[Web4lib] Link Checking Services

Tue Jan 30 11:33:17 EST 2007

> -----Original Message-----
> From: web4lib-bounces at webjunction.org
> [mailto:web4lib-bounces at webjunction.org] On Behalf Of Valerie Reid
> Sent: Tuesday, January 30, 2007 8:24 AM
> To: web4lib at webjunction.org
> Subject: [Web4lib] Link Checking Services
> 
> We currently subscribe to a link-checking service which checks all the
> links
> on our library's web site and sends me a report on a weekly basis...

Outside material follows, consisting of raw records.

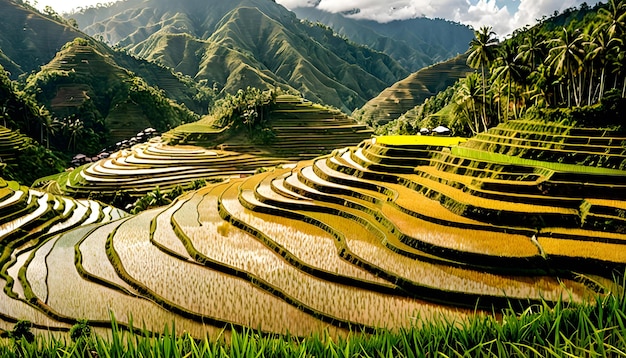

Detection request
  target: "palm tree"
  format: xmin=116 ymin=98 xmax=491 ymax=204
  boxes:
xmin=586 ymin=28 xmax=611 ymax=105
xmin=518 ymin=27 xmax=546 ymax=71
xmin=467 ymin=26 xmax=498 ymax=130
xmin=454 ymin=74 xmax=481 ymax=135
xmin=494 ymin=41 xmax=526 ymax=121
xmin=64 ymin=118 xmax=85 ymax=151
xmin=547 ymin=28 xmax=585 ymax=106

Without knowing any of the products that have been mentioned so far, I
will point out one thing to look for.  When I've played with link
checkers in the past, they were all pretty reliable about finding
"bad" links - that is, links that when requeted return something other
than a 200 ("OK") status code.  Unfortunately, there are a lot of
sloppy/clueless/too-clever-by-half webmasters out there, and I have
not seen link checkers that cope well with these situations.

  - Getting a 200 status page that actually says either "Page Not
    Found" or "Page has moved <a href='foo.html'>here</a>".  With that
    200 status, this won't be reported as a broken link.

  - Getting a 200 from a page that uses Javascript to redirect you to
    an updated URL.  Again, this won't show up in the report, and the
    real URL may not be checked.

  - Getting a 200 page that says "This domain name is for sale - want
    some herbal supplements?"

  - Getting a 302 (temporary redirect) to a page that says "Page Not
    Found".

  - Getting a 302 to a page that says "You must enable cookies to
    appreciate our wonderful site"

  - Getting a 302 from http://site/real.page to
    http://site/real.page?session=temporary_id.

  - Getting a 500 ("server error"), 401 ("unauthorized") or 403
    ("forbidden") because some misguided bit of browser sniffing balks
    at talking to your link checker.

Is there anything out there that addresses any of these issues in any
way?

-- 
Thomas Dowling
tdowling at ohiolink.edu